Succession troubles A split, however, was very evident in 1964 and 1966. On both occasions Morarji Desai threw his frayed Gandhi cap into the ring from the word go. On both occasions, he lost. Those were times when a foreigner enjoyed greater access to the high and mighty across the political divide. Michael Brecher was one of them. His book Succession in India is based on interviews with the entire gang of operators. In 1964 and in 1966, the arch hypercritic Gulzari Lal Nanda became acting Prime Minister and sent feelers for permanence amidst copious tears and profuse fealty to his high Gandhian principles like Moraji, but without the tears.
On both occasions Congress president K. Kamaraj acted with aplomb. In 1964, the Congress Working Committee (CWC) led the way. It authorised Kamaraj to take the soundings by consulting members of the CWC, office-bearers of the Parliamentary Party, Chief Ministers and “such other Congress MPs as he may desire to meet”. The Parliamentary Party asserted itself. But it was Kamaraj who presided over it on the crucial day. At the end of a “perfunctory” exercise in soundings, Kamaraj told the CPP: “Lal Bahadur Shastri”. Morarji felt tricked. The ritual of acceptance by Parliamentary Party was performed after this necessary exercise. Congress culture had triumphed. It came to envelop all the Jana Sanghis, Socialists and Communists. It reflected, after all, our dear desi culture.

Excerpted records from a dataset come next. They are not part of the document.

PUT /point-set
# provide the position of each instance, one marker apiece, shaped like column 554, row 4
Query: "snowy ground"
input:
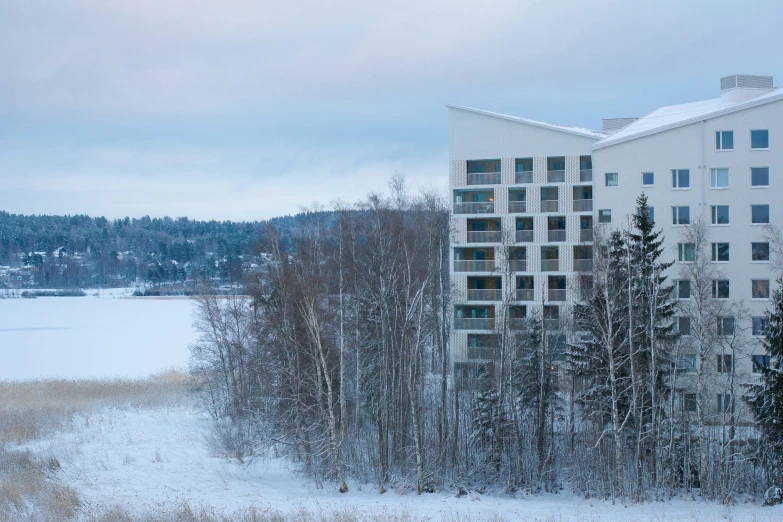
column 152, row 460
column 105, row 334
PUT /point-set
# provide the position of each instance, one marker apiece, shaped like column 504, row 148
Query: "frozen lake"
column 82, row 337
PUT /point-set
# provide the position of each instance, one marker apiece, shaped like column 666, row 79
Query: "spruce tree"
column 766, row 397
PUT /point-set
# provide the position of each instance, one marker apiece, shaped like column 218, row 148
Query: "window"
column 687, row 252
column 759, row 251
column 759, row 139
column 682, row 325
column 681, row 215
column 720, row 252
column 726, row 329
column 681, row 178
column 759, row 362
column 759, row 176
column 719, row 178
column 759, row 214
column 724, row 402
column 759, row 288
column 724, row 140
column 760, row 326
column 720, row 288
column 688, row 363
column 720, row 214
column 682, row 289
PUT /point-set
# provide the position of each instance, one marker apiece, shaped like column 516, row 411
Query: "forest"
column 340, row 359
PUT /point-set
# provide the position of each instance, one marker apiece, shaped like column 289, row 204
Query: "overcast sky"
column 240, row 109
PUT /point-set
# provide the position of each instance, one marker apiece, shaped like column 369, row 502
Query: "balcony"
column 483, row 207
column 583, row 265
column 517, row 207
column 485, row 294
column 471, row 265
column 484, row 178
column 484, row 236
column 524, row 294
column 583, row 205
column 556, row 235
column 555, row 176
column 556, row 294
column 484, row 323
column 551, row 324
column 518, row 265
column 524, row 236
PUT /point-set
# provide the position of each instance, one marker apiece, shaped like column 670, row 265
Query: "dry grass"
column 30, row 410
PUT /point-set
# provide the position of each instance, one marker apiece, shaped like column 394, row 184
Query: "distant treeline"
column 80, row 251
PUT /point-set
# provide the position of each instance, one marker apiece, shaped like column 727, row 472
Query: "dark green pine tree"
column 766, row 397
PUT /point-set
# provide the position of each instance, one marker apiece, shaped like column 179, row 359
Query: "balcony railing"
column 517, row 207
column 484, row 236
column 524, row 294
column 471, row 265
column 583, row 205
column 555, row 176
column 524, row 236
column 583, row 265
column 484, row 178
column 586, row 234
column 551, row 324
column 556, row 235
column 556, row 294
column 518, row 265
column 484, row 294
column 483, row 207
column 517, row 323
column 486, row 323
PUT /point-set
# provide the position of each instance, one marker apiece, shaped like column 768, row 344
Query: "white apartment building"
column 719, row 160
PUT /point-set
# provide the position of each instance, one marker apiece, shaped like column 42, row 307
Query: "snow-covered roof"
column 674, row 116
column 579, row 131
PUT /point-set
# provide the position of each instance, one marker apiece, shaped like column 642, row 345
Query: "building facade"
column 718, row 161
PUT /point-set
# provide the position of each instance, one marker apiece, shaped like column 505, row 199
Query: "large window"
column 681, row 178
column 720, row 288
column 719, row 178
column 681, row 215
column 720, row 214
column 760, row 326
column 720, row 252
column 759, row 139
column 724, row 140
column 759, row 251
column 687, row 252
column 759, row 176
column 759, row 214
column 759, row 289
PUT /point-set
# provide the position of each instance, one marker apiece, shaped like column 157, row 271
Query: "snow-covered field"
column 100, row 335
column 152, row 460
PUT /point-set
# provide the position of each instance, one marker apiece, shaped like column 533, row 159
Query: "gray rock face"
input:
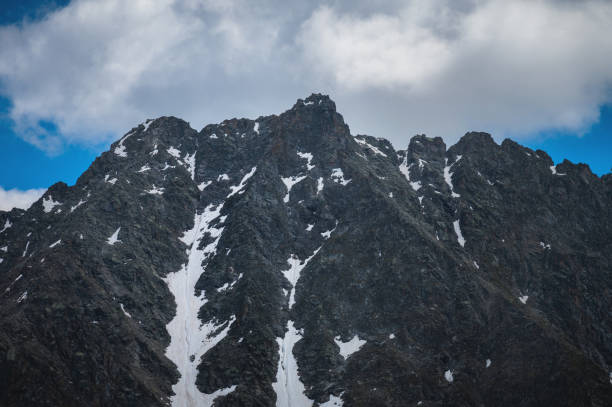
column 326, row 269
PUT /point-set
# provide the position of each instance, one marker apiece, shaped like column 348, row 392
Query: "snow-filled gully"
column 189, row 338
column 288, row 386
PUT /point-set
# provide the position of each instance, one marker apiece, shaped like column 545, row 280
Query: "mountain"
column 285, row 262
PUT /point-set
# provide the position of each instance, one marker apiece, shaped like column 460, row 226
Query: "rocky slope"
column 284, row 262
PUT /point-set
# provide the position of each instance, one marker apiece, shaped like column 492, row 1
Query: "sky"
column 76, row 75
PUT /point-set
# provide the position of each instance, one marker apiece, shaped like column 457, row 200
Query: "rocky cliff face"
column 284, row 262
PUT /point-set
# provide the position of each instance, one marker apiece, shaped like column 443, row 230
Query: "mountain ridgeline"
column 284, row 262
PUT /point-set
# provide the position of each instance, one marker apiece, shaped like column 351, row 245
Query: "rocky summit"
column 284, row 262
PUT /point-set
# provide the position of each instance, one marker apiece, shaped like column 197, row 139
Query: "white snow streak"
column 127, row 314
column 288, row 386
column 460, row 238
column 289, row 183
column 204, row 185
column 448, row 176
column 405, row 169
column 7, row 225
column 120, row 149
column 239, row 189
column 293, row 273
column 49, row 204
column 114, row 238
column 307, row 156
column 370, row 146
column 350, row 347
column 338, row 176
column 155, row 190
column 55, row 244
column 189, row 338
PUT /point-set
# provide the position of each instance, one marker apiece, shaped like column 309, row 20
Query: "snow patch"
column 288, row 386
column 174, row 152
column 204, row 185
column 7, row 225
column 120, row 149
column 334, row 401
column 293, row 273
column 553, row 169
column 22, row 297
column 448, row 176
column 239, row 188
column 189, row 338
column 338, row 176
column 370, row 146
column 127, row 314
column 320, row 185
column 49, row 204
column 460, row 238
column 308, row 157
column 350, row 347
column 155, row 190
column 114, row 238
column 73, row 208
column 289, row 183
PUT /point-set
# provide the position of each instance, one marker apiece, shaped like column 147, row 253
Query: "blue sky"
column 75, row 76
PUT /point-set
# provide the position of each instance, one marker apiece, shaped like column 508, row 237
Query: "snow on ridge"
column 370, row 146
column 49, row 204
column 350, row 347
column 337, row 176
column 308, row 157
column 114, row 238
column 190, row 339
column 457, row 228
column 55, row 244
column 289, row 183
column 239, row 188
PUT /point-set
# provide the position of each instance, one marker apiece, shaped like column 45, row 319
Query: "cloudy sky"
column 75, row 76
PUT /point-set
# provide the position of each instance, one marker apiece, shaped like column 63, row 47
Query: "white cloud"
column 511, row 67
column 16, row 198
column 97, row 68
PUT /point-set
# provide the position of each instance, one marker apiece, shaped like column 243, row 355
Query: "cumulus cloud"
column 515, row 67
column 16, row 198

In 1966 there was a straightforward election. On January 19, 1966, 350 Congress MPs voted in favour of Indira Gandhi; 169 were for Moraji. It was the trickery in the “election” of V.P. Singh as leader of the Janata Dal, after Devi Lal stepped down as arranged, which drove Chandra Shekhar to vow to topple him. He did so only to be ousted before long by a Rajiv Gandhi who had deceived President R. Venkataraman— characteristically.
Trickery never pays. It remains to be seen how the partisans in Tamil Nadu’s contest will behave. The only sure test was the traditional vote of confidence in the Assembly. That happened on February 18. O. Panneerselvam lost but in questionable circumstances. However, constitutional norms, let alone the text, must not be tweaked to secure a favourable result. It is hard to question the procedure that was followed by the Governor, harder, still, to be pleased with the result. The Chief Minister is an avowed henchman of V.K. Sasikala, who is serving time in jail on her final conviction by the Supreme Court on February 14, for amassing the people’s money by defrauding them.
It remains to be seen how the people will react as that verdict sinks into their consciousness. Politically, Tamil Nadu is split. None can confidently assert whether public opinion will accept the new Chief Minister. As Winston Churchill said in the House of Commons on June 2, 1931: “No government which is in a large minority in the country, even though it possess a working majority in the House of Commons, can have the necessary power to cope with real problems”.